Clay Pigeon Shooting Association
- Sport: ISSF and FITASC Shooting Sports
- Jurisdiction: England
- Abbreviation: CPSA
- Founded: 1928
- Affiliation: British Shooting, British International Clay Target Shooting Federation
- Headquarters: National Shooting Centre, Surrey
- Chairman: John Martin
- CEO: Iain Parker

Official website
- www.cpsa.co.uk
- England

= Clay Pigeon Shooting Association =

Sports governing body in England

The Clay Pigeon Shooting Association (CPSA) is the national governing body for clay pigeon shooting in England.

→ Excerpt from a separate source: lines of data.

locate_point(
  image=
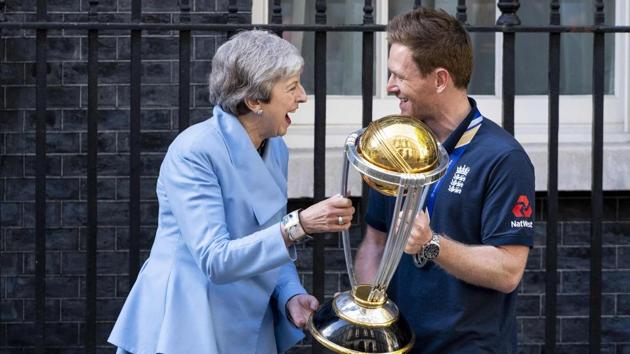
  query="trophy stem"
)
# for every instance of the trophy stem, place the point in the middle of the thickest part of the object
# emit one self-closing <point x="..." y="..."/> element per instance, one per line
<point x="408" y="215"/>
<point x="402" y="222"/>
<point x="345" y="234"/>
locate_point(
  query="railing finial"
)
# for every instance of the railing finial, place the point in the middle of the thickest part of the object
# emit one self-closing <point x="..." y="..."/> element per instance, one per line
<point x="233" y="11"/>
<point x="184" y="10"/>
<point x="508" y="13"/>
<point x="461" y="11"/>
<point x="3" y="18"/>
<point x="320" y="14"/>
<point x="554" y="16"/>
<point x="368" y="10"/>
<point x="92" y="5"/>
<point x="276" y="12"/>
<point x="599" y="12"/>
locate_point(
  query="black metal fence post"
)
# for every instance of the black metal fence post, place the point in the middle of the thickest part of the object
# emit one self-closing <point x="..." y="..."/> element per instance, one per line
<point x="92" y="158"/>
<point x="367" y="92"/>
<point x="508" y="19"/>
<point x="184" y="67"/>
<point x="319" y="161"/>
<point x="597" y="199"/>
<point x="552" y="182"/>
<point x="134" y="142"/>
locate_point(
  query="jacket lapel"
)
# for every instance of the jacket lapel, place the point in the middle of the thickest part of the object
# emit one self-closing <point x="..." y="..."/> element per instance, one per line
<point x="264" y="178"/>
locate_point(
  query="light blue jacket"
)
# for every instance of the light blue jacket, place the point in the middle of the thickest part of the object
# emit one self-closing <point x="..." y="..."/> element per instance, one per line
<point x="219" y="274"/>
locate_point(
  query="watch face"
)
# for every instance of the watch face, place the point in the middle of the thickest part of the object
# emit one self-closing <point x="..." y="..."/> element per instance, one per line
<point x="431" y="251"/>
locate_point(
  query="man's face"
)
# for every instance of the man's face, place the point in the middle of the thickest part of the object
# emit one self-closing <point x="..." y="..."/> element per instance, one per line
<point x="415" y="92"/>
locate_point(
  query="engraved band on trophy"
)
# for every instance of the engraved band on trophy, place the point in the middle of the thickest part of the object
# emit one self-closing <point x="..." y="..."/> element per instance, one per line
<point x="397" y="156"/>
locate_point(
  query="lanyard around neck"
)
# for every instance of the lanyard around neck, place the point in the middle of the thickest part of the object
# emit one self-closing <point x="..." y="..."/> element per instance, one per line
<point x="454" y="156"/>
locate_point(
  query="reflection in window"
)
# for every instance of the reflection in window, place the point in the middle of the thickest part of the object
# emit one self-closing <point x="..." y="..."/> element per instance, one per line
<point x="343" y="49"/>
<point x="576" y="49"/>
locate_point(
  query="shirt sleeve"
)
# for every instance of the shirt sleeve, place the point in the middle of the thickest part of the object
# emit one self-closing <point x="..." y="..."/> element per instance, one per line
<point x="508" y="211"/>
<point x="195" y="198"/>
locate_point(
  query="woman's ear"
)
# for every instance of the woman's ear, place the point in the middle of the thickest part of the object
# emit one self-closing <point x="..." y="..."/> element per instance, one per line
<point x="442" y="78"/>
<point x="253" y="105"/>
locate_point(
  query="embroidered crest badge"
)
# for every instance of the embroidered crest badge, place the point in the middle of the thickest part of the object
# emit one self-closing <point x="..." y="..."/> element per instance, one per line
<point x="457" y="182"/>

Founded in 1928, it is recognised by Sport England, the Department of the Environment, the Home Office, the Police etc. and it is a constituent member of the International Clay Pigeon Shooting Council of Great Britain and Ireland and is represented on The World Forum on the Future of Sport Shooting Activities through the British Shooting Sports Council.

Its main roles are to promote and encourage the development of the sport; to liaise with government departments and police to represent the interests of CPSA members, including providing specific civil liability insurance cover and advice for its members; to regulate and develop all aspects of the sport (technical and otherwise); to promote and organise national competitions, some of which are staged by the CPSA and to select England teams for major international events, including the Olympics.

Clay pigeon shooting (including sporting clays) is a strongly supported sport with, according to its website, a CPSA membership of approximately 25,000 participating at all shooting levels, from farm and syndicate shoots through to national, registered and International competitions.

The CPSA regulates the standards of safety and competition at 450 affiliated and registered grounds around the country.

In 2006, the CPSA founded the National Association of Target Shooting Sports (NATSS) working group in association with the NSRA and NRA, to explore the practicalities and benefits of a merger between the bodies. The project was shelved in July 2009 following the withdrawal of the CPSA.